Canvassing organizations find plenty of willing employees in Portland, thanks to the city's tight job market and abundance of idealistic young liberals. In the month before the election, Working America alone sent out 120-150 people a day, hitting 250,000 doors in the Portland area, says Regional Director Dan Mahr.

According to many career canvassers, the vast majority of new hires don't last two weeks. This model of high, rapid turnover is part of the problem, say canvassers who stick around long enough to earn health benefits and raises.

"The longer you work with the organization, the more it makes you feel like cheap labor," says a canvasser who has worked for the Public Interest Research Group (PIRG) for six months and is afraid she will be fired for speaking out publicly.

"It sort of breaks your spirit sometimes," she continues, describing the feeling of stuffing envelopes with fliers saying PIRG is fighting for state-mandated paid sick days while not receiving any paid sick days herself. "They call it a grassroots organization, but when you see all the numbers and how much they're bringing in, you see it's an elite lobbying group," says the PIRG canvasser, who raises $2,500 every two weeks to earn her $750 paycheck.

Canvassers' jobs and salaries depend on raising a certain amount of money—"quota," in canvasser jargon—every week.
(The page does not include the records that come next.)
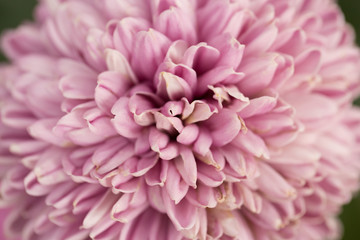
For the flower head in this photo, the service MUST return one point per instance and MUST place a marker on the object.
(169, 119)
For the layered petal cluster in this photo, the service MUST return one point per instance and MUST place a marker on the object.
(179, 119)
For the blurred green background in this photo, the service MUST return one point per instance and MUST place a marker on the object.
(14, 12)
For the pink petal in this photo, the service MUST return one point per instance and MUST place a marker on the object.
(224, 127)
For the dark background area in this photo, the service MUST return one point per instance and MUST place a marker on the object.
(14, 12)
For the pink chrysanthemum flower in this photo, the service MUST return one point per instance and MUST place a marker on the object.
(179, 119)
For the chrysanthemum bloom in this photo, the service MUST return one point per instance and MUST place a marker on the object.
(179, 119)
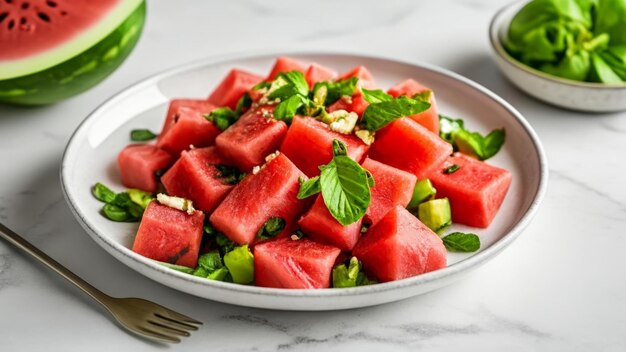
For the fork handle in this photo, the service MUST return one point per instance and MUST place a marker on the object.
(19, 242)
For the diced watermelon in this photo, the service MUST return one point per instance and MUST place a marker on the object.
(287, 263)
(308, 144)
(187, 126)
(169, 235)
(391, 187)
(272, 192)
(236, 82)
(322, 227)
(138, 164)
(399, 246)
(475, 191)
(428, 118)
(249, 140)
(195, 177)
(409, 146)
(317, 73)
(286, 64)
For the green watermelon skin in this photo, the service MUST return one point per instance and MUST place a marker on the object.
(79, 73)
(169, 235)
(293, 264)
(399, 246)
(475, 191)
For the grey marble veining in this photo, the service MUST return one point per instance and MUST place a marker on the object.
(559, 287)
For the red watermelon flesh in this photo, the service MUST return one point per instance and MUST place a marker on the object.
(428, 118)
(188, 127)
(287, 263)
(232, 87)
(195, 177)
(409, 146)
(286, 64)
(138, 164)
(249, 140)
(317, 73)
(399, 246)
(322, 227)
(169, 235)
(392, 187)
(308, 144)
(272, 192)
(475, 191)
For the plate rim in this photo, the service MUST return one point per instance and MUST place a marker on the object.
(466, 264)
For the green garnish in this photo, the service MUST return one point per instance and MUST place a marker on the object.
(142, 135)
(272, 227)
(471, 143)
(240, 264)
(462, 242)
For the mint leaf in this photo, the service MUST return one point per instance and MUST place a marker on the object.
(462, 242)
(309, 187)
(378, 115)
(142, 135)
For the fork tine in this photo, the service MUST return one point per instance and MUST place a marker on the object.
(175, 323)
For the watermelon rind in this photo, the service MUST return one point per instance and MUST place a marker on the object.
(80, 69)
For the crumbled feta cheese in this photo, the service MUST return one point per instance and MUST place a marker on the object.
(181, 204)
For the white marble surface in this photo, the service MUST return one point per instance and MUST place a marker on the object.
(559, 287)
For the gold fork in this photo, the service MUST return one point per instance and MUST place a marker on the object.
(139, 316)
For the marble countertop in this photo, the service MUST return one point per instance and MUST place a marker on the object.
(559, 287)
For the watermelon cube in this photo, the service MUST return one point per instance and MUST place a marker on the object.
(287, 263)
(475, 191)
(138, 164)
(428, 118)
(392, 187)
(249, 140)
(322, 227)
(409, 146)
(399, 246)
(187, 126)
(272, 192)
(236, 82)
(317, 73)
(308, 144)
(286, 64)
(195, 177)
(169, 235)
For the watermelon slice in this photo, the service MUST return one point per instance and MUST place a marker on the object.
(187, 126)
(236, 82)
(257, 198)
(392, 187)
(428, 118)
(475, 191)
(317, 73)
(286, 64)
(287, 263)
(399, 246)
(51, 50)
(139, 163)
(169, 235)
(409, 146)
(309, 144)
(322, 227)
(194, 176)
(254, 136)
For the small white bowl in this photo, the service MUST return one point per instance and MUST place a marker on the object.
(575, 95)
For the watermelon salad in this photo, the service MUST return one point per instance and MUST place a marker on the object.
(307, 179)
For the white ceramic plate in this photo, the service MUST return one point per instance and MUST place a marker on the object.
(91, 157)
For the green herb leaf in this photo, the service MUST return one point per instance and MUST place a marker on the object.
(141, 135)
(462, 242)
(272, 227)
(309, 187)
(240, 264)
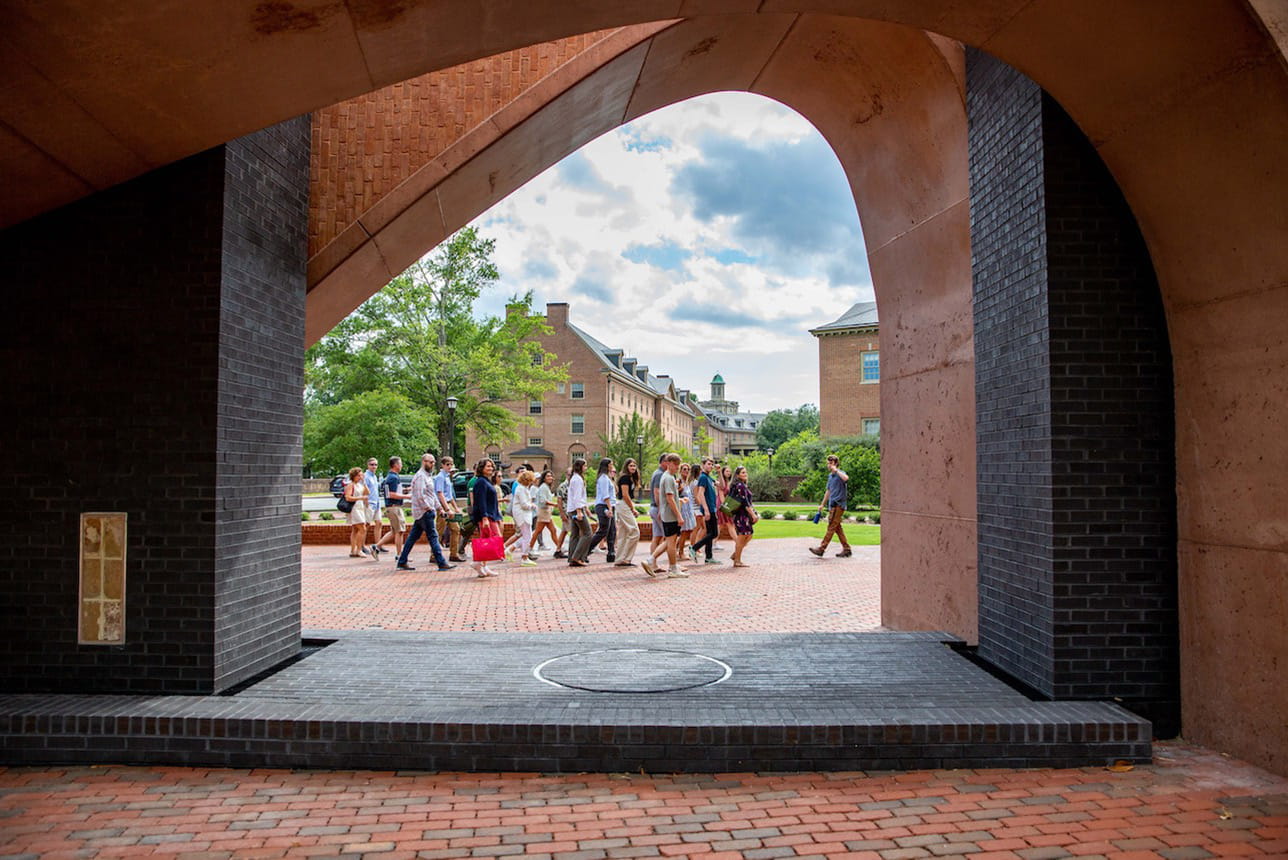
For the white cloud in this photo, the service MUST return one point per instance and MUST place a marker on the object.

Quotas have stayed the same despite the recession and high unemployment, placing even career canvassers under stress.

"I've gotten really hardcore about it. I'll ask people four times [for a donation]," says Kunkle. Out of the dozens of houses he canvassed one night last week, Kunkle says he talked to only four employed people. "Everyone else was retired or unemployed."

One canvasser at the PIRG office says workers have recently passed around the Rose City Resource Guide—the city's guide to social services like food stamps—and brought in donated food baskets to share.

"It doesn't matter how good you are at convincing people to give you money. If they don't have it, they don't have it," says the PIRG canvasser.

At the "Canvassers Unite!" meeting on Saturday, February 21, Working America doorknockers discussed their options. They could try to work within their existing union, Office and Professional Employees International Union, Local 2—which at the time they agreed was unresponsive, since it's based in Maryland—or withdraw from the union and start their own here in Portland.

At the meeting, Kunkle was adamant that the issue is not so much about higher wages than wanting more fundraising tools to help meet quota—like membership lists. "What's exciting about this is that it's a positive thing," he says. "We're fighting for our own jobs and we love doing this."

Previous attempts to unionize canvassing organizations have ended in failure.

"These organizations have really high turnover rates, which makes it really hard to sustain any union effort," says Christian Miller, who led a union effort at a Los Angeles-based PIRG office in 2006. He says the PIRG found excuses to fire the union organizers over the course of a year and then shut down the office.

For now, the Working America canvassers decided not to break off and start their own union. Instead, they hope that meeting weekly with their existing union reps will change the organization from within.

Working America's Mahr says that while canvassing isn't the job for everyone, "We've been doing this for four years successfully now, and we're certainly open for discussions with staff."

PIRG did not return the Mercury's repeated requests for comment by press time.